Secrétaire général de l’Élysée, conseiller de l’ombre d’Emmanuel Macron depuis plusieurs années, Alexis Kohler est soupçonné de conflit d’intérêts dans une longue enquête publiée par Mediapart vendredi. Le haut fonctionnaire possède en effet des liens familiaux avec l’armateur italo-suisse MSC, numéro deux mondial du transport maritime : Rafaela Aponte, cofondatrice de la compagnie avec son mari Gianluigi, est la cousine germaine de la mère d’Alexis Kohler. En juillet dernier, Kohler avait concédé un lien familial avec la compagnie, lâchant qu’« un lointain cousin est actionnaire de MSC », dans une interview à L’Express.
Kohler a souvent croisé la route de MSC dans les dossiers qu’il a eu à traiter. La première fois, c’est en 2010 : membre de l’agence des participations de l’État (APE), il est nommé représentant de l’État au conseil d’administration de STX France, les chantiers navals de Saint-Nazaire. « Le dossier MSC est sur la table de STX, écrit Mediapart. Il occupe même toutes les journées des responsables du chantier naval de Saint-Nazaire, qui n’a pratiquement alors que la commande de l’armateur italo-suisse pour se maintenir en activité. » Kohler a assuré à Mediapart avoir averti sa hiérarchie de ses liens familiaux avec MSC à l’époque. « Si tel est le cas, les règles de la haute administration sont bien élastiques », commente le site.
En 2012, Alexis Kohler, nommé directeur adjoint du cabinet de Pierre Moscovici au ministère de l’Économie et des Finances, « retrouve le dossier STX et le problème du financement des bateaux de croisière construits pour MSC ». Mediapart s’interroge : « A-t-il seulement œuvré pour aider STX ou a-t-il veillé aussi aux intérêts de MSC ? Car dans l’affaire, toutes ces aides pour soutenir Saint-Nazaire reviennent dans les faits à faire payer par l’État les bateaux exploités par l’armateur. »

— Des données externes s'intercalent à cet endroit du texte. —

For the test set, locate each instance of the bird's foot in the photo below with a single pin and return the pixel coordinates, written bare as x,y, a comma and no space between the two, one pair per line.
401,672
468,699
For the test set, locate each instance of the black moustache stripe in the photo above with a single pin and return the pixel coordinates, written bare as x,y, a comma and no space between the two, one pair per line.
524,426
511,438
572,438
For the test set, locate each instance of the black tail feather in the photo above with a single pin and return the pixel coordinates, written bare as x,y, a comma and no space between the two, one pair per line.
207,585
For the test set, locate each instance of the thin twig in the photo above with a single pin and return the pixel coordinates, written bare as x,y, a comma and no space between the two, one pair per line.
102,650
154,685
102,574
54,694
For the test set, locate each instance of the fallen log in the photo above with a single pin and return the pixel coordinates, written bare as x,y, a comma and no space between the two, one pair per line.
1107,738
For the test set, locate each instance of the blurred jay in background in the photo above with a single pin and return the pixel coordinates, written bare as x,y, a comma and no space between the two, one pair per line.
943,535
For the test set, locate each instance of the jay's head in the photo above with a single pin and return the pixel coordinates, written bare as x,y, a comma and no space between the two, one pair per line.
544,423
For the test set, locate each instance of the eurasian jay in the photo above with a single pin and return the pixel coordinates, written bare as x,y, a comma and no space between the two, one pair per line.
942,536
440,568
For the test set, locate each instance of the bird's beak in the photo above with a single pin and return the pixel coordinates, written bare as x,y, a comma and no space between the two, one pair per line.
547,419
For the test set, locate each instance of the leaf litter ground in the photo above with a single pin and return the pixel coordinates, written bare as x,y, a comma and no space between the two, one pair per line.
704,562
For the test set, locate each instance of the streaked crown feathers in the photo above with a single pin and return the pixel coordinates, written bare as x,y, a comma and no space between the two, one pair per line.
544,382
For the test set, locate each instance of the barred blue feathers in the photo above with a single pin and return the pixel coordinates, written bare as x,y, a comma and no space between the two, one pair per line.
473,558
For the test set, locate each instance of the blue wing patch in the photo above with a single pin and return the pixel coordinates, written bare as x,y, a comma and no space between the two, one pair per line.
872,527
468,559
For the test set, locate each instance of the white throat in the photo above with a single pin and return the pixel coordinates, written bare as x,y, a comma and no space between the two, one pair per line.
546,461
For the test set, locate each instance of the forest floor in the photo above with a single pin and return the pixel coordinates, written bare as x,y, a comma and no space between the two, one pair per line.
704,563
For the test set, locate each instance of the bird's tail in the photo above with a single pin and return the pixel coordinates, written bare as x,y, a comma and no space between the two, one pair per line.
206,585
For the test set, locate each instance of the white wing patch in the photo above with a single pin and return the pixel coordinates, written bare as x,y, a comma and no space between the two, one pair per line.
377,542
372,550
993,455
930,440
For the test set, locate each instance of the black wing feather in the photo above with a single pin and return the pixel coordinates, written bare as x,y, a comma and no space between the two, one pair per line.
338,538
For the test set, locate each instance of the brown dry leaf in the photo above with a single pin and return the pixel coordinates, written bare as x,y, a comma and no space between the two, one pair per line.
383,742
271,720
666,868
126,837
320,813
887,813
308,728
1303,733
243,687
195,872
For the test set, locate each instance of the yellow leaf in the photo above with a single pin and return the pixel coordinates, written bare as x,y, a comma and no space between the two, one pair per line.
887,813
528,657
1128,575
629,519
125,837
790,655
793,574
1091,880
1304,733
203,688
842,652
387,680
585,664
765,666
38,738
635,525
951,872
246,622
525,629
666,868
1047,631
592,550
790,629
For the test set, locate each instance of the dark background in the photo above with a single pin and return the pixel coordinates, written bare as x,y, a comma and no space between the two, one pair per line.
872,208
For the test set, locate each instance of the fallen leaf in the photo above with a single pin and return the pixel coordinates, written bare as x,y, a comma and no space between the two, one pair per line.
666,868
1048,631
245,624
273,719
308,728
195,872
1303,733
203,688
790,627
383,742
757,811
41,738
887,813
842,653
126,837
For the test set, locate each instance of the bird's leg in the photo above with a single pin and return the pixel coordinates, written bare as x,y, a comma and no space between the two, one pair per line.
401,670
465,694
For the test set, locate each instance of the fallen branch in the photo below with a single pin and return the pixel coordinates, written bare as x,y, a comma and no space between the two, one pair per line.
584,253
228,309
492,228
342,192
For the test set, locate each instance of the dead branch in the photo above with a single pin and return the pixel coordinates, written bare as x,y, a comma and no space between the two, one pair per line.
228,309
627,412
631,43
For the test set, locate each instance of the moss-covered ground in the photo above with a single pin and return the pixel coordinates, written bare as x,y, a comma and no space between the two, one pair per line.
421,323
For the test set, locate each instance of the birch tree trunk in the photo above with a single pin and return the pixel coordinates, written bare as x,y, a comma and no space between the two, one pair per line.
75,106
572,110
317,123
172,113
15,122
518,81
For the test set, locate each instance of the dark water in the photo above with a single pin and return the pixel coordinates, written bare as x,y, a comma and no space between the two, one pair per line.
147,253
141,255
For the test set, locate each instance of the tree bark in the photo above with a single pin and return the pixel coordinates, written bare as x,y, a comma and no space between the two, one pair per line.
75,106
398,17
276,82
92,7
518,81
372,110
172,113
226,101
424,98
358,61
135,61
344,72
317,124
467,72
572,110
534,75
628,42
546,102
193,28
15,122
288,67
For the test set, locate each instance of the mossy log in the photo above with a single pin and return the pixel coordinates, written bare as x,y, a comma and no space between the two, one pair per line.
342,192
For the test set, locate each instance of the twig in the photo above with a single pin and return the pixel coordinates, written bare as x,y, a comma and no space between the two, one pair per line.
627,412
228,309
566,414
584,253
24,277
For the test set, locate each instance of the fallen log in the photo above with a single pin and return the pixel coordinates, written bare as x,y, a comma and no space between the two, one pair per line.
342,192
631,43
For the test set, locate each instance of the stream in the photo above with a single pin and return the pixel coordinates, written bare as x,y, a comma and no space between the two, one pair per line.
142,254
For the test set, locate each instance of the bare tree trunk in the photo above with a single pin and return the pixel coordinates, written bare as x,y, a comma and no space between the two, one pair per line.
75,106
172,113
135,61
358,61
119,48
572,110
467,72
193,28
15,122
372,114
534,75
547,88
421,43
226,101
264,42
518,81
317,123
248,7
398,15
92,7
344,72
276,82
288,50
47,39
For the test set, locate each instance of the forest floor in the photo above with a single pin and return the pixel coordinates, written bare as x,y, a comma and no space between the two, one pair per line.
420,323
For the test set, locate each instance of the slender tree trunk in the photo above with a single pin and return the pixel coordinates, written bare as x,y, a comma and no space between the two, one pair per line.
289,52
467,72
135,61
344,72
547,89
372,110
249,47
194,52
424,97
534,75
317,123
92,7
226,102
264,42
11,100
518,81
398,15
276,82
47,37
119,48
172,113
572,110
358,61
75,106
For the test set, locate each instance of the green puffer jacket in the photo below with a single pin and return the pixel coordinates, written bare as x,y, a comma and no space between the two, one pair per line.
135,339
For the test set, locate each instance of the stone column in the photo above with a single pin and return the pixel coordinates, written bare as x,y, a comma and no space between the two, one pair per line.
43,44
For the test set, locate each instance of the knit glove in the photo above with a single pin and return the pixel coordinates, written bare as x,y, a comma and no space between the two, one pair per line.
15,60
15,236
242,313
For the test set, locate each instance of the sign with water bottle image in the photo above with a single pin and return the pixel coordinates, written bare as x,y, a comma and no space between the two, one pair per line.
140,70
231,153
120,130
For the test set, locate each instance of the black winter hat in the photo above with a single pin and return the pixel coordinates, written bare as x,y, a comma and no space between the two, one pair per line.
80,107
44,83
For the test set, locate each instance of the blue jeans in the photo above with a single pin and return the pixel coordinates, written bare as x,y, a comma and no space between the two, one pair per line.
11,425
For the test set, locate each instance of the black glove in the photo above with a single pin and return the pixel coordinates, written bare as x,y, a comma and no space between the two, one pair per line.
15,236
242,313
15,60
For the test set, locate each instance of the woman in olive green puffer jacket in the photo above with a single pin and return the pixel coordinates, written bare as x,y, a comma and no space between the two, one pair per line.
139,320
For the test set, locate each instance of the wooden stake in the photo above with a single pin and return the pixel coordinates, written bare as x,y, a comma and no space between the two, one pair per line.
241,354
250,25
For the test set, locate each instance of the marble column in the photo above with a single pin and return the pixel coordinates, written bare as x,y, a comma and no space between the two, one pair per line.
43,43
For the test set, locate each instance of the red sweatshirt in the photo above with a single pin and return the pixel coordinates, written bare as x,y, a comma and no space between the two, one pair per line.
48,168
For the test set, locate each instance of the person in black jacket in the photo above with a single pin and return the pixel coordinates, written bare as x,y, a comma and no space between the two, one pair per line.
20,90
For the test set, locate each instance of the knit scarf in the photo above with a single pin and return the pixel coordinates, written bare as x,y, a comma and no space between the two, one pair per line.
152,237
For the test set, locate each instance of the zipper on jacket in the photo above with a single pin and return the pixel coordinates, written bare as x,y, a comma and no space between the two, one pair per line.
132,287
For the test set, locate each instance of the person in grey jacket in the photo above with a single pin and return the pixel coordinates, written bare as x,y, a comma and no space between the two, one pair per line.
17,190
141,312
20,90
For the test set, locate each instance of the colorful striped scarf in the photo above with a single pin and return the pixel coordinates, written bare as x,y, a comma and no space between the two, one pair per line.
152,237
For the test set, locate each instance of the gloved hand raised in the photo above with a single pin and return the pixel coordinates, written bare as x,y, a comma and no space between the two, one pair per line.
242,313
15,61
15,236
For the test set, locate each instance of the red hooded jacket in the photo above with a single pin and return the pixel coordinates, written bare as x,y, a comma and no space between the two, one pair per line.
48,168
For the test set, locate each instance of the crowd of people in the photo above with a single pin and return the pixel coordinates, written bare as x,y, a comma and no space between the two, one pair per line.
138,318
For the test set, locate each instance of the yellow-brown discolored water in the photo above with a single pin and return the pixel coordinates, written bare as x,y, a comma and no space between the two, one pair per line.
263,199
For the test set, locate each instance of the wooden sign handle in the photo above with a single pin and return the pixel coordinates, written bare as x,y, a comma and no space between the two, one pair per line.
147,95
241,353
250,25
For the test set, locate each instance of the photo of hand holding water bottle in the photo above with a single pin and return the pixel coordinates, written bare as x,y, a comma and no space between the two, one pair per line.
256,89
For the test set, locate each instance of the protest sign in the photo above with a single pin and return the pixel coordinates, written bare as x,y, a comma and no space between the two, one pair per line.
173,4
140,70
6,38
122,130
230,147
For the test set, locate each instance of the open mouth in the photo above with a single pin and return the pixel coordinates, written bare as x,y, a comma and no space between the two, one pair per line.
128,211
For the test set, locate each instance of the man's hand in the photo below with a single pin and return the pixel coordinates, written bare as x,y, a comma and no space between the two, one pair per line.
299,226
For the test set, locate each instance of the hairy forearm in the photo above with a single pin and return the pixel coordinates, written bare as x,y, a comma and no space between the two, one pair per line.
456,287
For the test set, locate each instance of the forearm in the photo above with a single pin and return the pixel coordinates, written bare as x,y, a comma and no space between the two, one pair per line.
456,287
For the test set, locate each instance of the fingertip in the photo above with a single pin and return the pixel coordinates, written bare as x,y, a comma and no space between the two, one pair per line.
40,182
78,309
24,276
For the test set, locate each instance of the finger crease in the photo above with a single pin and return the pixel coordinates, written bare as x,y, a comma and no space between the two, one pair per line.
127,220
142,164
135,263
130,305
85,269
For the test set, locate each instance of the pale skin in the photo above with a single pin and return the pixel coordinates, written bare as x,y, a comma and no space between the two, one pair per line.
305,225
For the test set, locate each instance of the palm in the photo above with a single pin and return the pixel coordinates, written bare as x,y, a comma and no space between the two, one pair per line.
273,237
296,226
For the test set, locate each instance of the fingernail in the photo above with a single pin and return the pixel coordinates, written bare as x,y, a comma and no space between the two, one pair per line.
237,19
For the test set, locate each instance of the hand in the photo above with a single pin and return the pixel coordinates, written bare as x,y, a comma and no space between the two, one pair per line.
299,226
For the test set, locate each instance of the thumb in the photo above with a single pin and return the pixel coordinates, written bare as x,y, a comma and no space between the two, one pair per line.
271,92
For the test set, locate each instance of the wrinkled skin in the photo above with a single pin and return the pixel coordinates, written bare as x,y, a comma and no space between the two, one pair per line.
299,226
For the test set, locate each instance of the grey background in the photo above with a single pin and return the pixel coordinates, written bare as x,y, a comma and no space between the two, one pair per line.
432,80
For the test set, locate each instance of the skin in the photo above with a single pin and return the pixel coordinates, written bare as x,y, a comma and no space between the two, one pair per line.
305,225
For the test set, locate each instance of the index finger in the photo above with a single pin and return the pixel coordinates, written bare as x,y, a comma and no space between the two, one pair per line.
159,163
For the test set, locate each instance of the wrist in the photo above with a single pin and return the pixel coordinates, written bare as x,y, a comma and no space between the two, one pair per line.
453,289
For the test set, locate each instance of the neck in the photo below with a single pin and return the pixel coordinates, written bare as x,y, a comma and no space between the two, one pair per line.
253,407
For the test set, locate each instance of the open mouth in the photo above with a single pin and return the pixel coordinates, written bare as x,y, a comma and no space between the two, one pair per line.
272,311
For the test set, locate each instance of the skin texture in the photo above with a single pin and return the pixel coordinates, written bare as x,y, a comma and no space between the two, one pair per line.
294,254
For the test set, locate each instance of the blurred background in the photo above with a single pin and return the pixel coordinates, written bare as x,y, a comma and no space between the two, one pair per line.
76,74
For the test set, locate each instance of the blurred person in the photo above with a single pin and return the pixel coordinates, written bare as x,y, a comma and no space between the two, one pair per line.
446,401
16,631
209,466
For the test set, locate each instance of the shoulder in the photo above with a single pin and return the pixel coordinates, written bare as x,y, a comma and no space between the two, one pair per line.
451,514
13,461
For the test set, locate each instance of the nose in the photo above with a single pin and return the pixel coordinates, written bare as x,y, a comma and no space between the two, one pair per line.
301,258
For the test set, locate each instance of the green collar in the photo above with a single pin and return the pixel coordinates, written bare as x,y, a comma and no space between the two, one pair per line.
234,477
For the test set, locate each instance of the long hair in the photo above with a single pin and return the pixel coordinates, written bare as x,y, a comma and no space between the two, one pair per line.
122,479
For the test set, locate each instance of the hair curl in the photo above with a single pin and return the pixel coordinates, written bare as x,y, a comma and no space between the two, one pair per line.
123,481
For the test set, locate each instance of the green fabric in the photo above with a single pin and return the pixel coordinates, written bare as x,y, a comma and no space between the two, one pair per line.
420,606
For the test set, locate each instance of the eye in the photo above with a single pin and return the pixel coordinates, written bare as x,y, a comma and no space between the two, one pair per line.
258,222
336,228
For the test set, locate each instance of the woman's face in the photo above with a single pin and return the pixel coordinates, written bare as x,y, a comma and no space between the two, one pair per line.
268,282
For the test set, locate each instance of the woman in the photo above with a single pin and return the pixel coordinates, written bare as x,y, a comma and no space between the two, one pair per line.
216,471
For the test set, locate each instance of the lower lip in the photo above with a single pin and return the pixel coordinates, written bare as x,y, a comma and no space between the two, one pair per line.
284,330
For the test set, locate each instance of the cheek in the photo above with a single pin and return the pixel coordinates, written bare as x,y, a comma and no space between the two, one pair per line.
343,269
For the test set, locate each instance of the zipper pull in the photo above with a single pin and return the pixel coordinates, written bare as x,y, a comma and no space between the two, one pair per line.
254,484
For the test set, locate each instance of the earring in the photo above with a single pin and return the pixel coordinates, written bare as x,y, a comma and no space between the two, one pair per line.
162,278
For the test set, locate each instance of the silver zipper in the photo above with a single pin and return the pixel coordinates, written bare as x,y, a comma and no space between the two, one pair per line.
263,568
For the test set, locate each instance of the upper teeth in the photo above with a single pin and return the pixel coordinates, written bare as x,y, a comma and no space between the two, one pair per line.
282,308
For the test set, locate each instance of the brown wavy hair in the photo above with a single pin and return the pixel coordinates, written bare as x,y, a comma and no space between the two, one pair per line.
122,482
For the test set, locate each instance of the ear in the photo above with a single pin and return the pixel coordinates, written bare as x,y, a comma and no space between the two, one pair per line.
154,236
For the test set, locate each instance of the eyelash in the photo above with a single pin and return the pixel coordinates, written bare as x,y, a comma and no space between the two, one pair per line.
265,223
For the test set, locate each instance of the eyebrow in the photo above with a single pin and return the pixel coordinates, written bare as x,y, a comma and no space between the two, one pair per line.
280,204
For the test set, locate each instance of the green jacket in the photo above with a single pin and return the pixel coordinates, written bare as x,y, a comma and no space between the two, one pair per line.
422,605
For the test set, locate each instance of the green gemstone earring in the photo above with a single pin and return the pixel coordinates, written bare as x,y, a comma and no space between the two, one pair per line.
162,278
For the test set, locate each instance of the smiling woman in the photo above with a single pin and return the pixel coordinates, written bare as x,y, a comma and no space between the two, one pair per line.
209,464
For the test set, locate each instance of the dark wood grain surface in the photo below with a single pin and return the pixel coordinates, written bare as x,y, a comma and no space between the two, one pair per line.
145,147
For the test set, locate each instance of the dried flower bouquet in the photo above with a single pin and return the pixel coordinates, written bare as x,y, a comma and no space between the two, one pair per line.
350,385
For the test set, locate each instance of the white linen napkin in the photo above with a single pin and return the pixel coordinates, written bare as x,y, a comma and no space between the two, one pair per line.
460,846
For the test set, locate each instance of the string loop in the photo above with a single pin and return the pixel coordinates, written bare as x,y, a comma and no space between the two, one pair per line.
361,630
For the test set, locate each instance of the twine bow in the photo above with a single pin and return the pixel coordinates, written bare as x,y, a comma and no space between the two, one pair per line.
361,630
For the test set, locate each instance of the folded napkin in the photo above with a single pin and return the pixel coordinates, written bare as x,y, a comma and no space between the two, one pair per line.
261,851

Nommé directeur financier de MSC en 2016
Les liens entre MSC et Kohler ne s’arrêtent pas là : le collaborateur d’Emmanuel Macron a tenté par deux fois de rejoindre l’entreprise familiale lors de passages à vides dans sa carrière politique. Quand Pierre Moscovici quitte Bercy en avril 2014, Alexis Kohler lui emboîte le pas et demande à rejoindre l’armateur. « Même la commission de déontologie, qui ignore tout de ses relations familiales avec le groupe MSC, considère qu’il y a un problème… […] Sa position, rendue le 10 juillet 2014, est sans appel : avis défavorable », écrit Mediapart.
Emmanuel Macron, nommé fin août 2014 au ministère de l’Économie, fait revenir Alexis Kohler comme directeur de cabinet. Il est de nouveau en charge du dossier STX pendant deux années à Bercy. Après la démission de Macron qui décide de se lancer dans la campagne présidentielle, Alexis Kohler tente encore de rejoindre MSC en tant que directeur financier. La commission de déontologie rend cette fois un avis favorable : elle se fie à la caution apportée par le ministre. Emmanuel Macron s’est ainsi porté garant « qu’Alexis Kohler n’avait jamais traité du dossier lorsqu’il était son directeur de cabinet et même avant comme directeur de cabinet adjoint de Pierre Moscovici », indique Mediapart. Qui s’interroge : « Qui peut le croire ? »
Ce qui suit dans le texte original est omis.